By using the “apply” function from R:

Apply <- function(big.matrix, N) {
  stopifnot(exists("big.matrix"))
  stopifnot(exists("N"))
  Time <- microbenchmark({
    colsums <- apply(big.matrix, 2, sum)
  }, times = N)$time
  return(Time)  
}

By using matricidal multiplication:

matrixSum <- function(big.matrix, N) {
  stopifnot(exists("big.matrix"))
  stopifnot(exists("N"))
  Time <- microbenchmark({
    ones <- rep(1, dim(big.matrix)[1])
    colsums <- ones %*% big.matrix
  }, times = N)$time
  return(Time)  
}

The single loop function:

SingleLoop <- function(big.matrix, N) {
  stopifnot(exists("big.matrix"))
  stopifnot(exists("N"))
  colsums <- rep(NA, dim(big.matrix)[2])
  Time <- microbenchmark({
    for (i in 1:dim(big.matrix)[2]){
      colsums[i] <- sum(big.matrix[,i])
    }
  }, times = N)$time
  return(Time)
}

The double loop function:

DoubleLoop <- function(big.matrix, N) {
  stopifnot(exists("big.matrix"))
  stopifnot(exists("N"))
  Time <- microbenchmark({
  colsums <- rep(NA, dim(big.matrix)[2])    
      for (i in 1:dim(big.matrix)[2]){
        s <- 0
        for (j in 1:dim(big.matrix)[1]){
          s <- s + big.matrix[j, i]
        }
        colsums[i] <- s
      }
    }, times = N)$time
  return(Time)
} 

First experiment

The codes we have built previously are used to sum the columns of a matrix. Now, we are wondering in which function we spent more time on process. For this we are going to create a random process to evaluate the performance of each function.

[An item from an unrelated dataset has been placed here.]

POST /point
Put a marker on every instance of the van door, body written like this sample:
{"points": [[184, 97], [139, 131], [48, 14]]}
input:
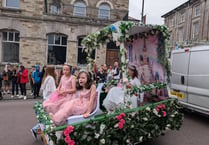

Trials = 15 # Number of experiments
Experiments <- as.data.frame(matrix(NA, nrow= Trials, ncol=5)) # Initializing an empty dataframe
colnames(Experiments)<-c("CppSum", "SingleLoop", "Apply", "ColSum", "MatrixSum")  # Changing the name of the columns

for (n in 1:Trials) {                                       
  big.matrix <- matrix(runif(1e+6), nrow = 1000)
  Experiments[n,] = c(cppSum(big.matrix, N = 1),    # FILLING THE EMPTY DATAFRAME
                      SingleLoop(big.matrix, N = 1), 
                      Apply(big.matrix, N = 1), 
                      ColSum(big.matrix, N = 1), 
                      matrixSum(big.matrix, N = 1))
}

It follows the experiments table below, which one has the time spent for processing time in each function built in 15 trials:

CppSum SingleLoop Apply ColSum MatrixSum
11857844 13553991 14060222 1909235 2087521
14339624 11960463 10770208 1804205 1743486
4030401 8320680 12187318 1838304 1242288
3999986 6605255 12878942 1663743 1485341
5558623 7051670 13773656 1695383 1892197
5481298 19691736 15555191 1705745 3211198
4666651 9135062 11582805 1884365 1608423
4117916 6783961 10277630 1645628 5595849
3784278 6832791 10698034 1736938 7849448
4026158 7018728 12260245 1696375 1519902
4559054 6774388 12343171 1725949 1759426
3894739 7740347 13834733 1752531 1967901
3882907 6804470 10815676 1848055 1511235
4158680 7281457 18262559 2498912 57192659
4055408 8646319 31066072 1699679 1707201

Now, there is the box plot between the variables time spent and the method used to manipulate the operations on the matrix, where we can easily see that the code spent most time running the Apply function. The SigleLoop function also has a big percent of our processing time.

p  <-  Experiments  %>% gather("Method", "Time")  %>% 
       ggplot(aes(x =  reorder(Method, Time, FUN=median), y = Time, fill = Method)) 
p + geom_boxplot() + labs(x = "Method", y = "Time in nanoseconds")

3rd class - Using ggplot2

Eventually, there will be code here.

4th class - Importing database

Let’s import the database from INEP http://inep.gov.br/microdados by using readr.
On this class we will use the Censo da Educação Superior from 2016.
data2 is the DM_DOCENTE data frame;
data3 is the DM_IES data frame;
data4 is the modified DM_DOCENTE data frame.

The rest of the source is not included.